If recent food price rises have families in shock, Oxfam has a worse outlook in the next 20 years if urgent action is not taken to change the system, says the charity charged with fighting global poverty.
   Oxfam’s Growing a Better Future report forecasts that maize and other key staples will rise in price by between 120 and 180 per cent by 2030, with up to half due to climate change. The world’s poorest, who spend up to 80 per cent of their income on food, will be hit hardest.
   Supporters of Oxfam’s latest campaign include Archbishop Emeritus Desmond Tutu, actress Scarlett Johansson, and former president Lula Luiz Inácio Lula da Silva of Brazil.
   Oxfam says the world will hit a crisis point as the planet’s natural resources are depleted, and millions more hungry people will be created. Already eight million people face chronic food shortages in east Africa. By 2050, demand for food will rise 70 per cent, yet the capacity to increase food production is declining. The average growth rate in agricultural yields has almost halved since 1990, ‘and is set to decline to a fraction of one per cent in the next decade,’ says Oxfam.
   ‘In more than half of industrialized countries, 50 per cent or more of the population is overweight, and the amount of food wasted by consumers is enormous—quite possibly as much 25 per cent,’ the charity adds.
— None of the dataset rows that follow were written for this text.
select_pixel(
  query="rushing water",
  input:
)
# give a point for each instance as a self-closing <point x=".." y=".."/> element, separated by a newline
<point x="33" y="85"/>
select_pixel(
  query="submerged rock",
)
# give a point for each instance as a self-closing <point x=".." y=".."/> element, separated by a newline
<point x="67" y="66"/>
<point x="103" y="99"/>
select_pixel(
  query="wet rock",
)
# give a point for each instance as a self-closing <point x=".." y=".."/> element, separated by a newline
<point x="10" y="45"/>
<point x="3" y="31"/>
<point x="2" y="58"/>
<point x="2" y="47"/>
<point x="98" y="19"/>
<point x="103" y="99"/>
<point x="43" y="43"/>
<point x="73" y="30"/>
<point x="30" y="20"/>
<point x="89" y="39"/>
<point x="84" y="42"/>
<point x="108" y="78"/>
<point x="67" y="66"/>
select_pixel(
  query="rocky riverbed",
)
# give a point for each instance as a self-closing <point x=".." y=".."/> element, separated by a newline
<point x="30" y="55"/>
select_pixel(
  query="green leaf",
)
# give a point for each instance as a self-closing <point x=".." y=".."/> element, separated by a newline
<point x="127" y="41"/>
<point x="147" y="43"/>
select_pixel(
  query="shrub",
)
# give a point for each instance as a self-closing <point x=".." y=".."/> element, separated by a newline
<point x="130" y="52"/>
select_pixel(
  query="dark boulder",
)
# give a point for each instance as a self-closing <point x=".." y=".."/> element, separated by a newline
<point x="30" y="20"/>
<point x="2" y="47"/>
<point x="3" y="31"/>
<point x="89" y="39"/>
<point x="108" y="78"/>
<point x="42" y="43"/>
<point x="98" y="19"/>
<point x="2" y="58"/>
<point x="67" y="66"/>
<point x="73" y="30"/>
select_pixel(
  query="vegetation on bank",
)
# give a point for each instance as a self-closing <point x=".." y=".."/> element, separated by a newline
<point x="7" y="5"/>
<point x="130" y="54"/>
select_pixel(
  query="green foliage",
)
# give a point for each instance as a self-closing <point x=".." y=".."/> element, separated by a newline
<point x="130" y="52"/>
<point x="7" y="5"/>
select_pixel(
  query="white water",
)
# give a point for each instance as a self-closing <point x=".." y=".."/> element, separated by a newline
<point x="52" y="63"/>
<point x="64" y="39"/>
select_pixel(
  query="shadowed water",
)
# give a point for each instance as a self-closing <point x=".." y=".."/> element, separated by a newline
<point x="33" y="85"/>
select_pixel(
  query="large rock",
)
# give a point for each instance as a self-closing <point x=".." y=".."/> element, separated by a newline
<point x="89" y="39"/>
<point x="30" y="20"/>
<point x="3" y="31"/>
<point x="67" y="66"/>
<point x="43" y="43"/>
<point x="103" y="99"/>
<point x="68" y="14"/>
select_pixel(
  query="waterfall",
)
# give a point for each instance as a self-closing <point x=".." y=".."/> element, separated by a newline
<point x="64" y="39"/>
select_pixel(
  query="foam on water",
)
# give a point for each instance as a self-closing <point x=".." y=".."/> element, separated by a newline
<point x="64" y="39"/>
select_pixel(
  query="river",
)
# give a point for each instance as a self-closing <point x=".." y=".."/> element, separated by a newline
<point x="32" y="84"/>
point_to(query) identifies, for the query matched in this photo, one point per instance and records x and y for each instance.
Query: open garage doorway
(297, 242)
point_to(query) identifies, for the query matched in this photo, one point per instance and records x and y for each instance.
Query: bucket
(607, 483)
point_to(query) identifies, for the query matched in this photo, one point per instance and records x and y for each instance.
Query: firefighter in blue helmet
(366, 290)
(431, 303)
   ‘Our world is capable of feeding all of humanity yet one in seven of us are hungry today,’ says Jim Clarken, CEO of Oxfam Ireland. ‘Millions more men, women and children will go hungry unless we transform our broken food system.’
   His counterpart in New Zealand, Barry Coates, executive director of Oxfam New Zealand, echoes this view: ‘The food system needs to serve the interests of the seven billion of us who produce and consume food, rather than the interests of big agribusiness and powerful élites.’
   The crisis is, in part, driven by globalized corporations. Three companies—Archer Daniels Midland, Bunge and Cargill—control an estimated 90 per cent of the world’s grain trade. Their activities help drive volatile food prices and they profit from them, according to Oxfam. In the first quarter of 2008, at the height of a global food price crisis, Cargill’s profits were up 86 per cent.
   Small farms could lead the renaissance in feeding the world, if given the right investment and market access, says the Oxfam report.
   Johansson says, in her statement, ‘Sharing food is one of life’s pleasures. On a global scale, we don’t share fairly. Close to a billion people go to bed hungry every night. The fact is: the global food system is a broken one. All of us, from Kentucky to Kenya, deserve enough to eat. That’s why I’m joining Oxfam’s Grow campaign.’